5. The participant has symptomatic congestive heart failure (CHF), left ventricular
dysfunction (LVEF <50%), severe myocardial insufficiency, cardiac arrhythmia
(uncontrolled clinically significant), or cardiomyopathy.

6. The participant has unstable angina pectoris, angioplasty, cardiac stenting, or
myocardial infarction.

7. The participant has a QT interval calculated using Fridericia's correction (QTcF) of
>450 milliseconds (msec) for males and >470 msec for females on screening
electrocardiogram (ECG).

8. Females who are pregnant or breastfeeding.

9. Known allergy to any of the treatment components including a history of allergic
reactions attributed to compounds of chemical or biological composition similar to
doxorubicin and camsirubicin (including IV lactose) or pegfilgrastim.

10. The participant has a known, uncontrolled active fungal, bacterial or viral infection
including human immunodeficiency virus (HIV) or viral hepatitis (B or C).
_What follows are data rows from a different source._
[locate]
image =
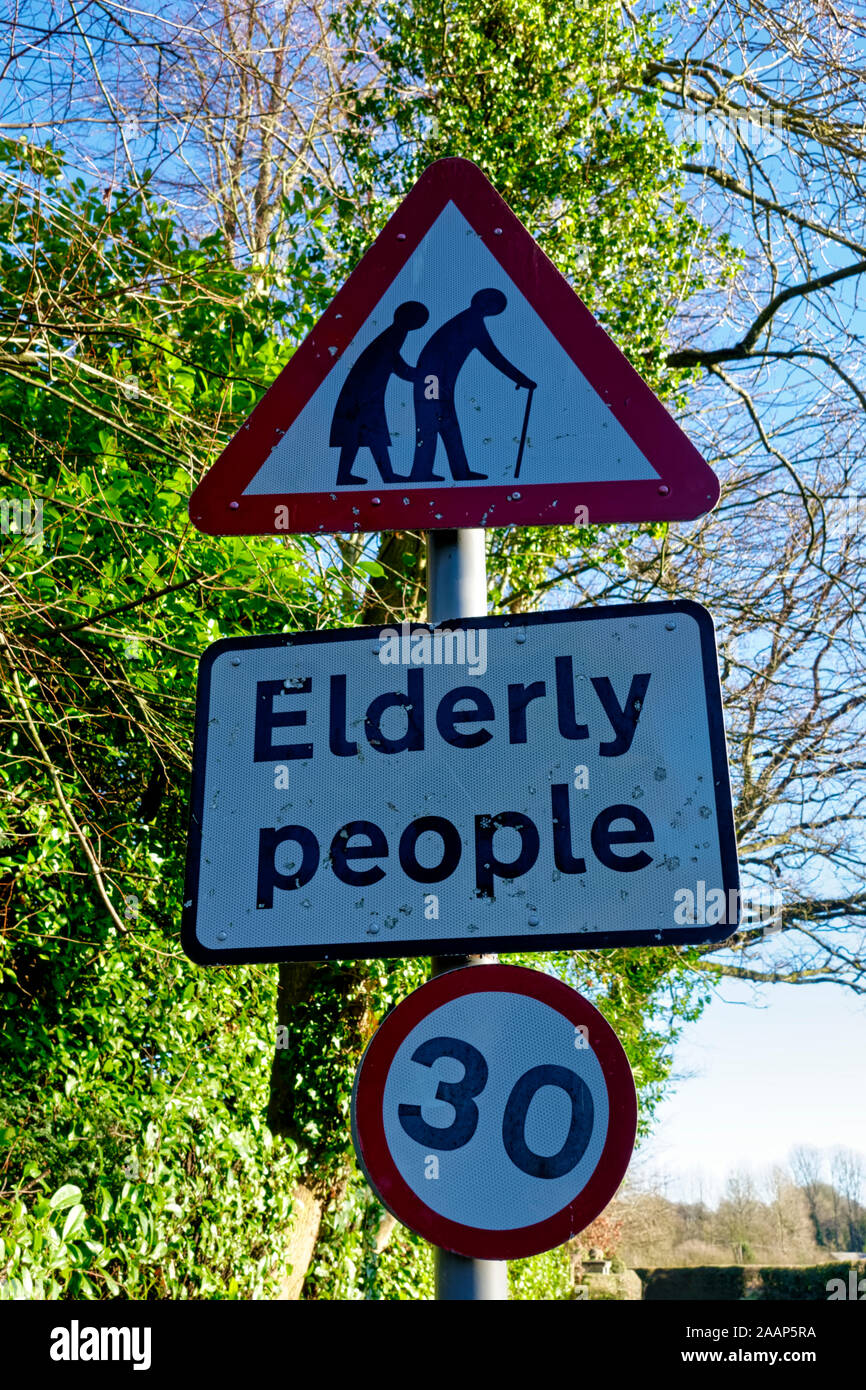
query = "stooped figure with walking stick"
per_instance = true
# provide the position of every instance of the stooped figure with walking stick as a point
(435, 377)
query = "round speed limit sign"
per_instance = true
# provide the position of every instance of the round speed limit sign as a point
(494, 1112)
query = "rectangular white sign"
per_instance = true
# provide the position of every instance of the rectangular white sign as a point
(520, 783)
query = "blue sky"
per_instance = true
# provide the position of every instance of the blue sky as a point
(765, 1068)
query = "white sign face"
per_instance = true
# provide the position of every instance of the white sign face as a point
(455, 380)
(495, 1111)
(526, 783)
(573, 437)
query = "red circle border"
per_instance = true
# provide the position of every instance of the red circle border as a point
(369, 1126)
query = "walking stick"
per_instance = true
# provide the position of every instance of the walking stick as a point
(523, 435)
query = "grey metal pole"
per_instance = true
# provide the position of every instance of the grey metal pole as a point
(456, 587)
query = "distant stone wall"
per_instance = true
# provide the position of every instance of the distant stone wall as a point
(731, 1283)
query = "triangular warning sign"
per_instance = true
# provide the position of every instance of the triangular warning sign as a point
(456, 380)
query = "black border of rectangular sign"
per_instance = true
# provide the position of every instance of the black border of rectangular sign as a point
(476, 945)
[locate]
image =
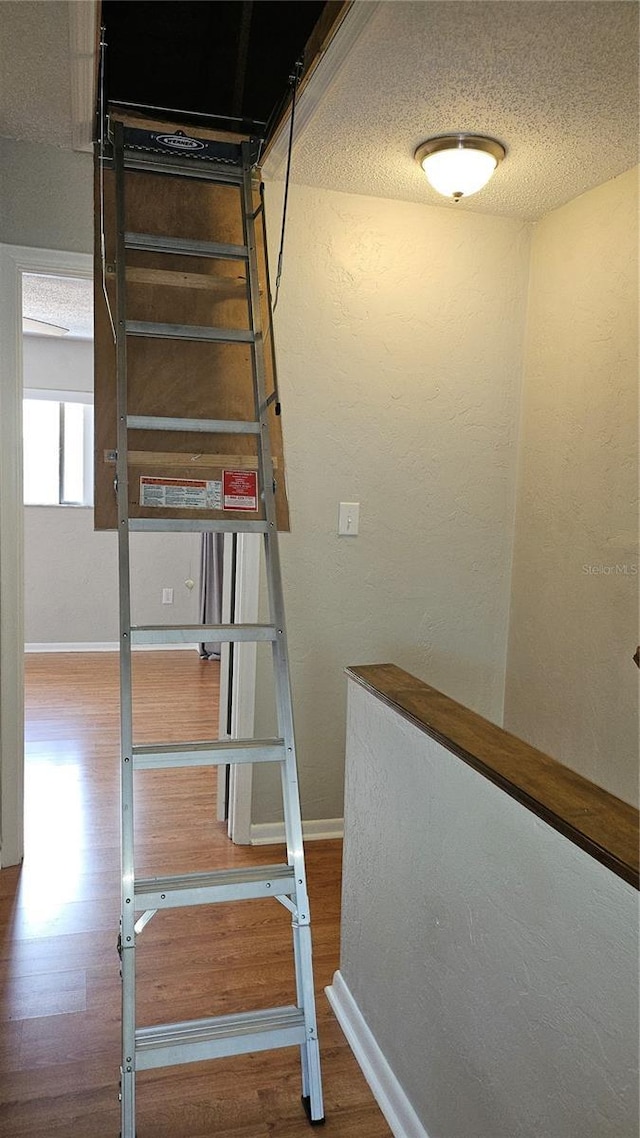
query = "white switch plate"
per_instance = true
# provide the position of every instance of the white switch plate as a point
(349, 519)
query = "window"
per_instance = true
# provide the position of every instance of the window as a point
(58, 448)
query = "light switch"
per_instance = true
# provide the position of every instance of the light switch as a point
(349, 519)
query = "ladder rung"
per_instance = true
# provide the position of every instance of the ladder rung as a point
(185, 526)
(189, 332)
(206, 426)
(183, 246)
(196, 634)
(212, 888)
(207, 753)
(165, 164)
(171, 1044)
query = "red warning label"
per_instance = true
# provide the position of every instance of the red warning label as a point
(239, 489)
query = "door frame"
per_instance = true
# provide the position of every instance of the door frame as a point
(16, 260)
(240, 601)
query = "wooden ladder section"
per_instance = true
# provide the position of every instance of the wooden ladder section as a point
(187, 422)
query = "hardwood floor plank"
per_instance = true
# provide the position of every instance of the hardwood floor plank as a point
(59, 916)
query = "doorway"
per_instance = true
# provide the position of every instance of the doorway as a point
(15, 263)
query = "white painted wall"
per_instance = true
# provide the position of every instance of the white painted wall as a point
(494, 962)
(572, 685)
(46, 203)
(71, 571)
(46, 196)
(399, 332)
(57, 364)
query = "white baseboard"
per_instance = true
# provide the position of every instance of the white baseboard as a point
(107, 646)
(387, 1091)
(271, 833)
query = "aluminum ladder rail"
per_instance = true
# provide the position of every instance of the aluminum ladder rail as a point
(164, 1045)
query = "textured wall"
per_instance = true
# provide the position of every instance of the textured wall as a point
(71, 577)
(572, 687)
(399, 334)
(46, 197)
(494, 962)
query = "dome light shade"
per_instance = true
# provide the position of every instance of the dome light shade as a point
(458, 165)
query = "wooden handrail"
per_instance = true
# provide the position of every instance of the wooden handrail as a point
(602, 825)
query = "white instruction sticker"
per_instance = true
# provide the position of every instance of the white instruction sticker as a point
(240, 489)
(180, 493)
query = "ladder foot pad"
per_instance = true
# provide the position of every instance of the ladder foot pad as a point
(306, 1105)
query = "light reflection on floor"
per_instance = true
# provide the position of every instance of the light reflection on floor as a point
(54, 835)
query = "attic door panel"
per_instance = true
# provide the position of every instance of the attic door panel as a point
(180, 378)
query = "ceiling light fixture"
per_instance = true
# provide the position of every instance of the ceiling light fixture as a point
(458, 165)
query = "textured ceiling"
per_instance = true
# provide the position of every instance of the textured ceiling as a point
(556, 81)
(66, 302)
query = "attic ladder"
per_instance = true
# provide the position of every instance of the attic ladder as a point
(164, 1045)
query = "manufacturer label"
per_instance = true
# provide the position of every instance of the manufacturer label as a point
(180, 493)
(239, 489)
(180, 141)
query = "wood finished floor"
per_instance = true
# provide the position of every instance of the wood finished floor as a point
(59, 999)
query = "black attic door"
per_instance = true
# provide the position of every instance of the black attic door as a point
(227, 57)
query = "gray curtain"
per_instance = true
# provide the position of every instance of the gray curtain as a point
(211, 588)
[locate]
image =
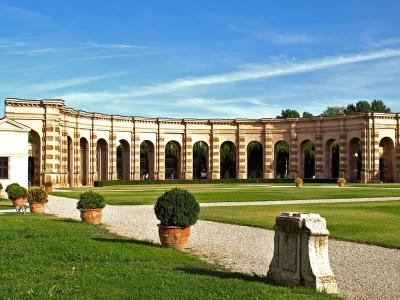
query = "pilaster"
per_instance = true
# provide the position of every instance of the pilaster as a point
(268, 152)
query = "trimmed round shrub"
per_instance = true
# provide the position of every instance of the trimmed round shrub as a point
(37, 195)
(177, 208)
(17, 192)
(10, 186)
(91, 200)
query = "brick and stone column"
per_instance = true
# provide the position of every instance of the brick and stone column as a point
(242, 156)
(135, 157)
(343, 151)
(268, 152)
(161, 156)
(293, 152)
(215, 156)
(76, 180)
(397, 147)
(112, 153)
(187, 156)
(92, 155)
(374, 171)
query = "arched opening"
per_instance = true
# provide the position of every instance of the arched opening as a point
(69, 160)
(146, 160)
(84, 155)
(34, 158)
(123, 160)
(281, 159)
(255, 161)
(200, 160)
(172, 160)
(386, 159)
(355, 159)
(228, 160)
(102, 159)
(332, 158)
(308, 159)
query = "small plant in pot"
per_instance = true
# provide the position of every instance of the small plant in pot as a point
(341, 182)
(48, 186)
(17, 194)
(299, 182)
(177, 210)
(37, 198)
(91, 205)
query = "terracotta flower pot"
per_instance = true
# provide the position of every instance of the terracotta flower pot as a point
(36, 207)
(19, 202)
(91, 215)
(173, 236)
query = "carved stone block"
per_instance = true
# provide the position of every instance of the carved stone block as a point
(301, 252)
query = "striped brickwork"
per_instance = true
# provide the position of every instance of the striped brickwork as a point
(54, 123)
(268, 152)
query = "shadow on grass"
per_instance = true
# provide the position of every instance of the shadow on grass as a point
(125, 241)
(224, 274)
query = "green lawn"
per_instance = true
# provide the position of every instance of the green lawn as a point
(369, 222)
(5, 204)
(45, 257)
(147, 194)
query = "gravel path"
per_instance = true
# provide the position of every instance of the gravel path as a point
(362, 271)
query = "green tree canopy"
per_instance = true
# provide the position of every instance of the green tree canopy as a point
(333, 111)
(379, 106)
(288, 113)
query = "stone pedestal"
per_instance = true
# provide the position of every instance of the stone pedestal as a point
(301, 252)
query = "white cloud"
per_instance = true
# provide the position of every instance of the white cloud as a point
(111, 45)
(262, 72)
(63, 83)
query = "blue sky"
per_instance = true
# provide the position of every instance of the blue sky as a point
(203, 59)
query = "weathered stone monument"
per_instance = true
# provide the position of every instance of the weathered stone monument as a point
(301, 252)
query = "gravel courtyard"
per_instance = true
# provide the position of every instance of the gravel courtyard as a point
(362, 271)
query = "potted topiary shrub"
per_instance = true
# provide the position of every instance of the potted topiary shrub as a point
(177, 210)
(91, 205)
(37, 198)
(17, 194)
(299, 182)
(48, 186)
(341, 182)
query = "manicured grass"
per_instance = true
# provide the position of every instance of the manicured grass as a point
(44, 257)
(147, 194)
(369, 222)
(5, 204)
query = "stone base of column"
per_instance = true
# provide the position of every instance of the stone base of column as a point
(215, 175)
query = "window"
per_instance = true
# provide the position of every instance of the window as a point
(3, 167)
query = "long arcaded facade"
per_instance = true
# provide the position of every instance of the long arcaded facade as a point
(71, 147)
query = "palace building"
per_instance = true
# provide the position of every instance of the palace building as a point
(70, 147)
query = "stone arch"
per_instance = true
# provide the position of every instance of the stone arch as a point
(228, 160)
(123, 160)
(70, 160)
(200, 160)
(332, 158)
(386, 160)
(355, 159)
(102, 159)
(173, 160)
(281, 159)
(307, 155)
(84, 155)
(255, 161)
(147, 160)
(34, 158)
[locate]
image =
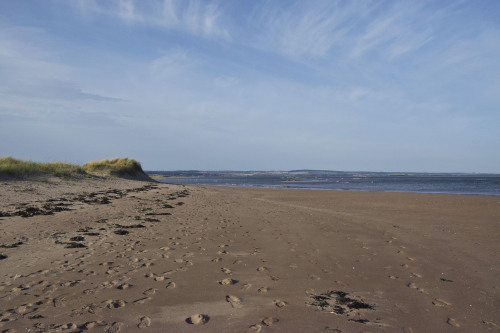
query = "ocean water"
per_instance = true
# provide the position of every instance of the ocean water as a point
(341, 181)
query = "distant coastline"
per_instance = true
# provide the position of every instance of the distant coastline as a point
(450, 183)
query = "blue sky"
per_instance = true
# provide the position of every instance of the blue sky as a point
(253, 85)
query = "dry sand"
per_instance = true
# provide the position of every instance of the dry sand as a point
(165, 258)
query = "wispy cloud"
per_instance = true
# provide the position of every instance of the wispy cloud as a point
(195, 17)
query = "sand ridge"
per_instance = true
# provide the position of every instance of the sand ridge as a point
(122, 256)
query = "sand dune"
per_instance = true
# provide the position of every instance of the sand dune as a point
(126, 256)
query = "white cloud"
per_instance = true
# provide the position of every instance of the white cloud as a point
(195, 17)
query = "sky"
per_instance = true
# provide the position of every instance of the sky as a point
(253, 85)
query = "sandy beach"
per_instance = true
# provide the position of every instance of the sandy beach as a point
(124, 256)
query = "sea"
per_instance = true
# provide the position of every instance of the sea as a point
(481, 184)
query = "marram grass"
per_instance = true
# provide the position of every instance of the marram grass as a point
(23, 169)
(116, 167)
(15, 168)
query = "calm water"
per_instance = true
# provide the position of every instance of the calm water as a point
(347, 181)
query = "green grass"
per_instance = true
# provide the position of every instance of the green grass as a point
(115, 167)
(24, 169)
(119, 167)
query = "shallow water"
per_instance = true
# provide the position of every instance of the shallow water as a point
(347, 181)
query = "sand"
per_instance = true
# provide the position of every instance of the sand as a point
(126, 256)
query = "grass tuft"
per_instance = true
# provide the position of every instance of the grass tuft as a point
(24, 169)
(119, 167)
(114, 167)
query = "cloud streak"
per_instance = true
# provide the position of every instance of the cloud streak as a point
(199, 18)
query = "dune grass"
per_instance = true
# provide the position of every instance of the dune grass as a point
(114, 167)
(119, 167)
(24, 169)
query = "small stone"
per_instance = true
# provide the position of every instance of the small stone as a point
(145, 322)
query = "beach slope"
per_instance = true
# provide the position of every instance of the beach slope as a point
(119, 255)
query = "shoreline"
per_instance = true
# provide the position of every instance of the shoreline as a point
(325, 189)
(154, 255)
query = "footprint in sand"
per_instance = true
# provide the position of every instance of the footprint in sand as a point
(269, 321)
(255, 328)
(227, 281)
(142, 300)
(124, 286)
(263, 290)
(453, 322)
(234, 301)
(150, 291)
(115, 304)
(279, 303)
(440, 302)
(198, 319)
(145, 322)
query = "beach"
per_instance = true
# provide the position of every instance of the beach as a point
(119, 255)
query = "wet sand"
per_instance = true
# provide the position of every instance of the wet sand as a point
(127, 256)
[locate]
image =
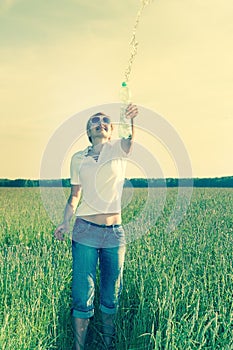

11. History of another cancer with the exception of:

- adequately treated basal cell carcinoma or skin squamous cell carcinoma or

- adequately treated in situ cervical cancer or

- superficial bladder cancer or

- low risk prostate cancer or

- relapse-free interval longer than 3 years after treatment of a primary cancer
with no substantial risk of recurrence.

12. Conditions which would confound the assessment of the effects and/or safety of study
medication in the opinion of the investigator.